• Poverty is rarely just a binary state of being poor or not.
  • In reality, the poor may experience anything between destitution, depravation and moderate poverty, and their condition may change from one end of the spectrum to the other over time.
  • The Socio Economic Caste Census (SECC), a database created by the ministry of rural development, attempts to identify such diversity by measuring various parameters according to which a household is deprived.
    • As per SECC data, nearly half of the 18 crore rural households in the country are deprived according to one or more of the seven indicators.
    • A staggering 75% of rural households have monthly income of less than Rs.5,000 and around 38% of rural households are landless and dependent on manual casual labour as their main source of income.
    • The figures show that the multiple social protection and livelihood programmes implemented by successive governments, such as the Mahatma Gandhi National Rural Employment Guarantee Act and National Rural Livelihoods Mission, have been unable to reach the extreme poor.

 

  • Studies by poverty labs such as J-PAL have shown that ‘ultra-poor’ have little capital, minimal skills and are usually engaged in insecure and/or low-return occupations.

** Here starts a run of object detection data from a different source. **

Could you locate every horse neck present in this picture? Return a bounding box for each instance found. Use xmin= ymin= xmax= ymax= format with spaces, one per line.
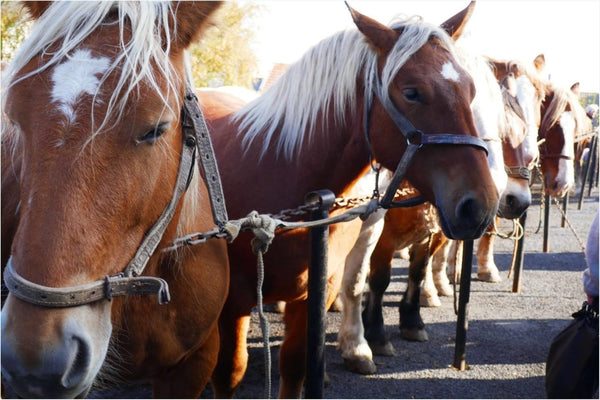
xmin=213 ymin=94 xmax=369 ymax=217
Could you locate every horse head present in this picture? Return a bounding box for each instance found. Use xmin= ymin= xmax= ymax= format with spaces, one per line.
xmin=498 ymin=73 xmax=534 ymax=218
xmin=2 ymin=2 xmax=218 ymax=397
xmin=351 ymin=4 xmax=498 ymax=239
xmin=538 ymin=85 xmax=591 ymax=197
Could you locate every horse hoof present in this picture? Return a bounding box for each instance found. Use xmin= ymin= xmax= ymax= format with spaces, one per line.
xmin=263 ymin=301 xmax=285 ymax=314
xmin=369 ymin=341 xmax=396 ymax=357
xmin=344 ymin=357 xmax=377 ymax=375
xmin=419 ymin=296 xmax=442 ymax=307
xmin=394 ymin=247 xmax=410 ymax=260
xmin=477 ymin=271 xmax=502 ymax=283
xmin=400 ymin=328 xmax=429 ymax=342
xmin=437 ymin=285 xmax=454 ymax=297
xmin=329 ymin=296 xmax=344 ymax=312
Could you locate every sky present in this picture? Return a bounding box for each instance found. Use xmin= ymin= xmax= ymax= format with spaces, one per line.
xmin=248 ymin=0 xmax=600 ymax=92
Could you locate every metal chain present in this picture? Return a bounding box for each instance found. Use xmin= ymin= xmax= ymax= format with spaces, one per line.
xmin=161 ymin=196 xmax=372 ymax=252
xmin=485 ymin=218 xmax=524 ymax=240
xmin=267 ymin=196 xmax=373 ymax=221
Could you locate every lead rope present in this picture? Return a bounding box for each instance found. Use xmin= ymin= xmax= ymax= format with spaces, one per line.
xmin=256 ymin=250 xmax=271 ymax=399
xmin=249 ymin=214 xmax=277 ymax=399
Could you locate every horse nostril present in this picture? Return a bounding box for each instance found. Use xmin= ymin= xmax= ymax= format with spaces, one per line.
xmin=456 ymin=196 xmax=479 ymax=221
xmin=61 ymin=335 xmax=92 ymax=389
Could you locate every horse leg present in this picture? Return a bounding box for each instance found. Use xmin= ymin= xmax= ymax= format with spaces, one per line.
xmin=279 ymin=300 xmax=307 ymax=399
xmin=211 ymin=304 xmax=250 ymax=398
xmin=420 ymin=231 xmax=453 ymax=307
xmin=400 ymin=242 xmax=429 ymax=342
xmin=419 ymin=257 xmax=442 ymax=307
xmin=477 ymin=225 xmax=502 ymax=282
xmin=362 ymin=217 xmax=396 ymax=356
xmin=152 ymin=324 xmax=219 ymax=399
xmin=338 ymin=212 xmax=384 ymax=374
xmin=436 ymin=240 xmax=462 ymax=283
xmin=431 ymin=232 xmax=454 ymax=296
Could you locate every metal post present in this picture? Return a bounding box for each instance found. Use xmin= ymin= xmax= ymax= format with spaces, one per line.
xmin=452 ymin=240 xmax=473 ymax=371
xmin=560 ymin=193 xmax=569 ymax=228
xmin=588 ymin=136 xmax=598 ymax=197
xmin=305 ymin=190 xmax=335 ymax=399
xmin=577 ymin=136 xmax=598 ymax=210
xmin=512 ymin=211 xmax=527 ymax=293
xmin=542 ymin=194 xmax=552 ymax=253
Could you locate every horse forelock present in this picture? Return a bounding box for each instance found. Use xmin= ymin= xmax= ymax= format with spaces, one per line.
xmin=455 ymin=46 xmax=508 ymax=140
xmin=539 ymin=86 xmax=583 ymax=137
xmin=2 ymin=2 xmax=180 ymax=142
xmin=234 ymin=17 xmax=452 ymax=161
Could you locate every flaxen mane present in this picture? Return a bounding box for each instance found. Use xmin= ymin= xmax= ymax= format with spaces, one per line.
xmin=2 ymin=1 xmax=185 ymax=135
xmin=235 ymin=17 xmax=453 ymax=160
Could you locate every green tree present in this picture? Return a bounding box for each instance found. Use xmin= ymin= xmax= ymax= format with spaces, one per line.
xmin=0 ymin=0 xmax=31 ymax=62
xmin=191 ymin=1 xmax=262 ymax=88
xmin=0 ymin=0 xmax=262 ymax=88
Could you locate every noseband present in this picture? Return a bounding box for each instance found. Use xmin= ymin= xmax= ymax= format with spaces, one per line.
xmin=4 ymin=87 xmax=227 ymax=307
xmin=365 ymin=76 xmax=488 ymax=209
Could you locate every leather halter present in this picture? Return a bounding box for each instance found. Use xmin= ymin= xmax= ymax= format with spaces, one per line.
xmin=504 ymin=166 xmax=531 ymax=180
xmin=4 ymin=86 xmax=227 ymax=307
xmin=365 ymin=77 xmax=488 ymax=209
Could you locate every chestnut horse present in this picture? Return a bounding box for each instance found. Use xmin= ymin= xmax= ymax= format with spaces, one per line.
xmin=339 ymin=36 xmax=535 ymax=374
xmin=201 ymin=3 xmax=498 ymax=398
xmin=2 ymin=2 xmax=229 ymax=398
xmin=538 ymin=85 xmax=592 ymax=197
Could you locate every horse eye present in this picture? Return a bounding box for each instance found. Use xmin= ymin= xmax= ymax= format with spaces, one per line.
xmin=135 ymin=123 xmax=168 ymax=144
xmin=402 ymin=88 xmax=423 ymax=103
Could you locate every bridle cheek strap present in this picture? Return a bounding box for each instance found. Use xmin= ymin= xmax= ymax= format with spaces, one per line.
xmin=4 ymin=258 xmax=170 ymax=308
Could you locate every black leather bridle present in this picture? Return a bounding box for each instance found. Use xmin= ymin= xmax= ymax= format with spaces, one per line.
xmin=365 ymin=76 xmax=488 ymax=209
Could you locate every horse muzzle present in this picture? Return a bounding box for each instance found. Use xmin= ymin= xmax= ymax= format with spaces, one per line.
xmin=437 ymin=192 xmax=498 ymax=240
xmin=1 ymin=295 xmax=111 ymax=398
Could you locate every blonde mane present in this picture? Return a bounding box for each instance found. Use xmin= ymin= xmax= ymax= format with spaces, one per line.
xmin=2 ymin=1 xmax=185 ymax=137
xmin=540 ymin=86 xmax=591 ymax=139
xmin=234 ymin=17 xmax=452 ymax=160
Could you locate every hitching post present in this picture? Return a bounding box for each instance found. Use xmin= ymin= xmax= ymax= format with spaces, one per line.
xmin=452 ymin=240 xmax=473 ymax=371
xmin=560 ymin=192 xmax=569 ymax=228
xmin=305 ymin=190 xmax=335 ymax=399
xmin=584 ymin=135 xmax=598 ymax=197
xmin=512 ymin=211 xmax=527 ymax=293
xmin=542 ymin=193 xmax=552 ymax=253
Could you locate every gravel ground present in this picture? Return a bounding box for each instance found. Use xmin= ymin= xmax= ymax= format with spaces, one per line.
xmin=221 ymin=185 xmax=598 ymax=398
xmin=7 ymin=185 xmax=598 ymax=398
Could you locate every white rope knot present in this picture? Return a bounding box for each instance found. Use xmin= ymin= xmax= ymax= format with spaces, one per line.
xmin=242 ymin=211 xmax=277 ymax=254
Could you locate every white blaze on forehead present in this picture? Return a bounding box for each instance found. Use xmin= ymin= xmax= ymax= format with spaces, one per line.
xmin=442 ymin=61 xmax=460 ymax=82
xmin=52 ymin=50 xmax=110 ymax=121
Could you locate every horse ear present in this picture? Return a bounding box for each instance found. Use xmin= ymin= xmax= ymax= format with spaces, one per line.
xmin=346 ymin=2 xmax=399 ymax=54
xmin=23 ymin=1 xmax=52 ymax=19
xmin=533 ymin=54 xmax=546 ymax=73
xmin=440 ymin=1 xmax=475 ymax=41
xmin=571 ymin=82 xmax=579 ymax=96
xmin=500 ymin=72 xmax=517 ymax=97
xmin=485 ymin=56 xmax=510 ymax=80
xmin=172 ymin=1 xmax=222 ymax=48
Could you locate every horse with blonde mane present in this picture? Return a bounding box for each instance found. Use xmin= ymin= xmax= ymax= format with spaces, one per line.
xmin=200 ymin=3 xmax=498 ymax=398
xmin=2 ymin=2 xmax=229 ymax=398
xmin=339 ymin=19 xmax=536 ymax=374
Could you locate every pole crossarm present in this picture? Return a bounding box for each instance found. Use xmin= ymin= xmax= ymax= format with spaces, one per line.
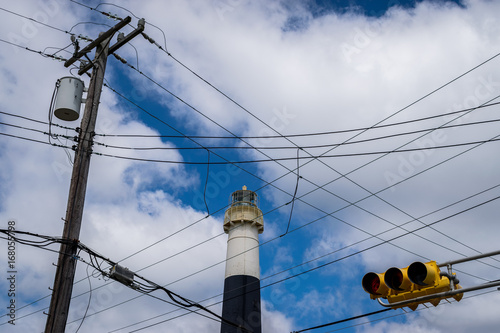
xmin=77 ymin=16 xmax=145 ymax=75
xmin=64 ymin=16 xmax=132 ymax=67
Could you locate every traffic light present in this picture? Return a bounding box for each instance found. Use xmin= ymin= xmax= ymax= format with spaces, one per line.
xmin=361 ymin=261 xmax=463 ymax=310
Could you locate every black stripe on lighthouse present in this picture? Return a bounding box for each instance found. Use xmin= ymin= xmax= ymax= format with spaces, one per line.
xmin=221 ymin=275 xmax=262 ymax=333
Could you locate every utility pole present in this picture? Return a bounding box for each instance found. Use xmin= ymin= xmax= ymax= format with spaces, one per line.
xmin=45 ymin=17 xmax=144 ymax=333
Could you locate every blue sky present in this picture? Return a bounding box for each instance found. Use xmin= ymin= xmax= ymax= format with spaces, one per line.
xmin=0 ymin=0 xmax=500 ymax=333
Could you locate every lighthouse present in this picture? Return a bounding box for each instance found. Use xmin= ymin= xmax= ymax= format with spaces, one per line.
xmin=221 ymin=186 xmax=264 ymax=333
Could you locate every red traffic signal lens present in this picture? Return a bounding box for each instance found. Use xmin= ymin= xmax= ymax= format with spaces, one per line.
xmin=361 ymin=273 xmax=382 ymax=295
xmin=384 ymin=267 xmax=403 ymax=290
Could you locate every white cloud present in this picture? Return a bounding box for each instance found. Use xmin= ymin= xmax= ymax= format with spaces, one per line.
xmin=0 ymin=0 xmax=500 ymax=332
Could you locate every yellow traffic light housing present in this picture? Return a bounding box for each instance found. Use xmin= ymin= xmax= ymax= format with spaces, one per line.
xmin=362 ymin=261 xmax=463 ymax=310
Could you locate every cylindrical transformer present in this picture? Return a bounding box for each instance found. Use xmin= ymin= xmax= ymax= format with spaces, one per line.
xmin=54 ymin=76 xmax=85 ymax=121
xmin=221 ymin=186 xmax=264 ymax=333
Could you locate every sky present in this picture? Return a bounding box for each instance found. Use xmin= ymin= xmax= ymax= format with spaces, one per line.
xmin=0 ymin=0 xmax=500 ymax=333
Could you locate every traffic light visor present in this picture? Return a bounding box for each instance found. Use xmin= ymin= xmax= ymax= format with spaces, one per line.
xmin=361 ymin=272 xmax=388 ymax=296
xmin=408 ymin=261 xmax=439 ymax=286
xmin=384 ymin=267 xmax=411 ymax=291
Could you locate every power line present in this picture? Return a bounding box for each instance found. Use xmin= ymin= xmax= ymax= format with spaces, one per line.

  • They are unable to meet basic needs, are extremely vulnerable to unexpected life events such as health emergencies, and remain trapped in a cycle of poverty.
  • While there is no universally accepted threshold for being ‘ultra-poor’, more than one-fifth of the world’s population and one-third of India’s rural population live on $1.90 (purchasing power parity) or approximately Rs.130 a day or less—i.e., below the World Bank and United Nations’ threshold for extreme poverty.